I find myself, again, at least in my own, self-important mind, caught between the more-or-less Christianity of my own beliefs, and the atheism of many of those I deal with. A longtime proponent of the "Don't-be-an-ass" school of interpersonal relations, I've decided to use my own, mostly dormant blog to work through my sleep-deprived musings, and not upset my wife.
Between Pandagon and Adventus, one can get quite an education, you know ;) But sometimes it requires me to act,er, speak, er, type. And now I'm going to violate my own principles, for neither fun nor profit. I must make an ass of myself by pointing out that religion in general, and even Christianity in particular,
has more to it than one big patriarchal power trip. Yeah, there's a lot of that to be found. Religion is human thought about the Divine. Patriarchy pervades human thought in the historical period. Why would we be able to filter it out from that one subset?
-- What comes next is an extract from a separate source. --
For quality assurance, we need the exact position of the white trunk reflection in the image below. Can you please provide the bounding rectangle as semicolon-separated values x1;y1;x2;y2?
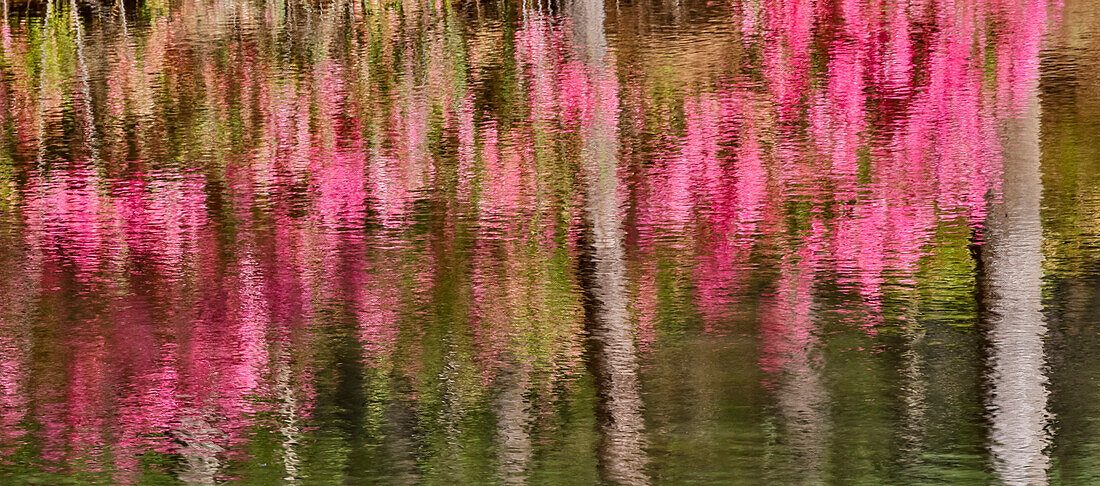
982;63;1050;486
Because, ultimately, religion isn't about power. At least, not the way I was taught and believe and try to practice it. It's about humility.
It's about acknowledging that humans in general, and I in particular, are flawed, falible, imperfect beings. That we (and I) fail. If humans are the end-all and be-all, there's no hope (to me), because we can't get everything right all the time. We never will be able to. We're only human.
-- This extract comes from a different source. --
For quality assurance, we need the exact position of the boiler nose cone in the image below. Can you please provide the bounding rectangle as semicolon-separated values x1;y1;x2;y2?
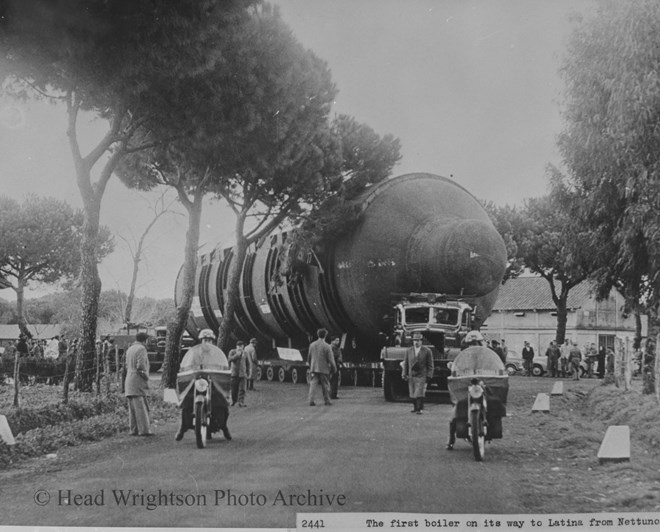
407;217;507;296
I've been accused of talking to atheists and telling them were they're wrong.
This is probably true. I do this because I disagree, and want to explain why I, personally, can't be an atheist. You know, rather than attack the people themselves as self-important fools damned to eternal hellfire. I'm not THAT big an ass. But I'm gonna outline why atheism is not for me, and therefore, not for everyone.
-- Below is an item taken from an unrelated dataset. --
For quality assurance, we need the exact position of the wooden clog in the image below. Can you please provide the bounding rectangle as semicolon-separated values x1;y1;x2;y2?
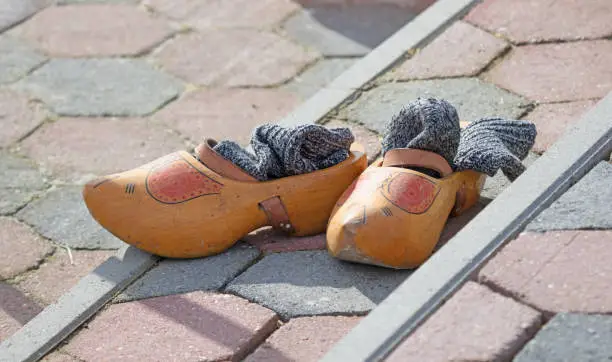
326;148;485;269
83;140;367;258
First, I've talked about this before, I think atheism leads to an unhealthy neglect of one's spiritual nature. This is natural, because atheism involves a denial of spirituality as a real phenomenon, preferring materialism.
Now, I find materialism a particularly unsatisfying philosophical position. I have issues with both the problem of numbers (Platonic forms if I never saw one!), and because it is impossible to do ethics in a strictly materialist framework. Materialism doesn't lend itself to ethics, because "good" and "evil" are abstract concepts. nary a particle of either if you demolish the universe to fundamental particles.
My third problem with atheism has to do with the nature of humans as imperfect, flawed beings. As I said above, we fail. None of us lives up to even what we think of as morality completely perfectly, all the time. In more religious terms, sin happens. Atheism, as far as I can tell, offers no method for addressing questions like sin, repentance, atonement, and rehabilitation.
Now, some of these objections are probably based on my own ignorance of the subtle nuances of current atheist thought. But hey, I already disagree with it, why should I bother learning more when I can pillory strawmen? Or even just argue out of y own good-faith, if inaccurate, understanding?